– Ahora necesito un cambio –

Lo que sea, que me odies, que me quieras, pero un cambio. No podemos seguir en esta indefinición eterna. Ni te adoro, ni te detesto. Ni eso, ni todo lo contrario.

No te ruborizas si te miro detenidamente, no se altera mi pulso cuando te desnudas. No te ríes con mi nuevo repertorio de imitaciones, no te espero en la salida del trabajo.

Ya no nos abrazamos y eso no nos preocupa. Parece que la vejez llegó a nosotros tan de repente. Te soporto y me soportas, y eso parece bastar.

– Acechas de una forma siniestra –

Acechas de una forma siniestra, con colmillos ensangrentados, con uñas afiladas, con la mirada perdida en el desorientado otoño. Y me dices que me amas y me dejo querer. Y siento tus colmillos y tus uñas en el desorientado otoño.

Acechas de una forma siniestra, y te digo que te amo, pero no te dejas querer. Dices que ahora toca separarnos y expandir nuestra enfermedad. Así me encuentro. Colmillos sedientos, uñas deseosas de arañar buscando presa complaciente.

– Deseos –

Te veo caer al suelo, como la nota que dejé arrugada en tu pecho. Todo lo que escribo se cumple, inmediatamente se vuelve realidad, vidente de un futuro por mí deseado. Deseé tus ojos y se acercaron a los míos. Deseé tus labios y a los míos se sellaron. Deseé tus piernas y las recorrí por completo.

Una tarde de tormenta, de tu torpe descubrimiento, de tu repentino cambio de actitud sabiendo lo artificial de nuestro amor, deseé tu muerte, inconsciente de mi poder.Y ahora por más que deseo y sueño tu vuelta, es imposible verte resurgir. Así que tomo notas, deseo volverte a ver, deseo, deseo, deseo, no me trevo a decirlo, deseo morir, deseo reencontrarte aunque sea así, desvanecida en éter, en huesos. Sí, deseo morir, y ya lo noto, ya se acerca, ya.

– Que me recuerdes –

Que me recuerdes no sé si es bueno. Que me tengas aprecio creo que no es bueno. Sigue ahí latente la virtud y el defecto.  Queda latente como parte del pasado. Y yo quiero ser parte de ti o no ser nada.

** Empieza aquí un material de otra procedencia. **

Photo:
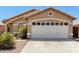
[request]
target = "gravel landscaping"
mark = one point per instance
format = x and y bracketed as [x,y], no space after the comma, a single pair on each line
[19,46]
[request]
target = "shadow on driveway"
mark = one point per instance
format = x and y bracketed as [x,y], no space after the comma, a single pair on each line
[49,39]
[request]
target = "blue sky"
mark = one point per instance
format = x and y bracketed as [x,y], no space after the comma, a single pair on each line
[9,11]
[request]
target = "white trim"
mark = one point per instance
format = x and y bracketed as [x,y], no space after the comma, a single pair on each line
[50,19]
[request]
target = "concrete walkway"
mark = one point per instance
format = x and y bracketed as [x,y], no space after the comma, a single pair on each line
[51,46]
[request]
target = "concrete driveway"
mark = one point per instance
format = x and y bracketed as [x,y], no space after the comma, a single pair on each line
[51,46]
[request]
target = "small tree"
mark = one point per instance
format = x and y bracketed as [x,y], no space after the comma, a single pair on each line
[7,41]
[23,32]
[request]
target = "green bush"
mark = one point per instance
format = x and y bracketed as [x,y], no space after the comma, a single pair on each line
[7,41]
[23,32]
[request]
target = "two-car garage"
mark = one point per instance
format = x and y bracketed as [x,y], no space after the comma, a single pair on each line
[50,29]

Que me recuerdes me desagrada. Que me tengas aprecio me hace vulnerable. ¿Cómo decir no a cualquier petición que haces? ¿Cómo no seguir queriéndote ante cada palabra tuya?

– Buenas referencias –

Te busco, te busco incesantemente, desde el primer segundo en el que tuve conciencia, desde el momento en el que vi con claridad la angustia del paso de los días.

Te busco sobre todas las cosas. Eres tú, no lo dudes, eres tú cuando lees a Murakami sin parar, eres tú si escuchas a Jorge Drexler las mañanas de lluvia. Eres tú, que admiras las viejas comedias de Woody Allen, que no puedes parar de ver The Wire.

Te busco, te busco porque mi vida va en ello, porque aún creo que puedo salvarme. Te busco. Te necesito. Buenas referencias.

– Mi vida en el cine –

Vi pasar mi vida y resultó ser una comedia. Jason Biggs me interpretaba y no se llevó a la chica. Natalie Portman la coprotagonizaba y me ignoraba profundamente.

Sucedió en un Nueva York denso, en el distrito de Manhattan, en pleno invierno, con la nieve a nuestros pies, con la duda eterna que acecha.

Sonaba Kings of Convenience para acentuar la despedida. No hubo ni tiempo para la esperanza, el guionista apostó por un final cruel, descarnado, como la vida, como el cine.

– Ganar en la derrota –

Se puede ganar en la derrota. He aprendido hacerlo. No esperar nada de nadie, no tener grandes metas, simplemente disfrutar del silencio, del final que se acerca.

Se puede ser positivo en la caída. Apreciar el duro golpe, reponerte sin más, sin esperar volver a alzarte. Me vale con gatear, me vale con arrastrarme por el suelo y acercarme a tus pies. Con eso me vale.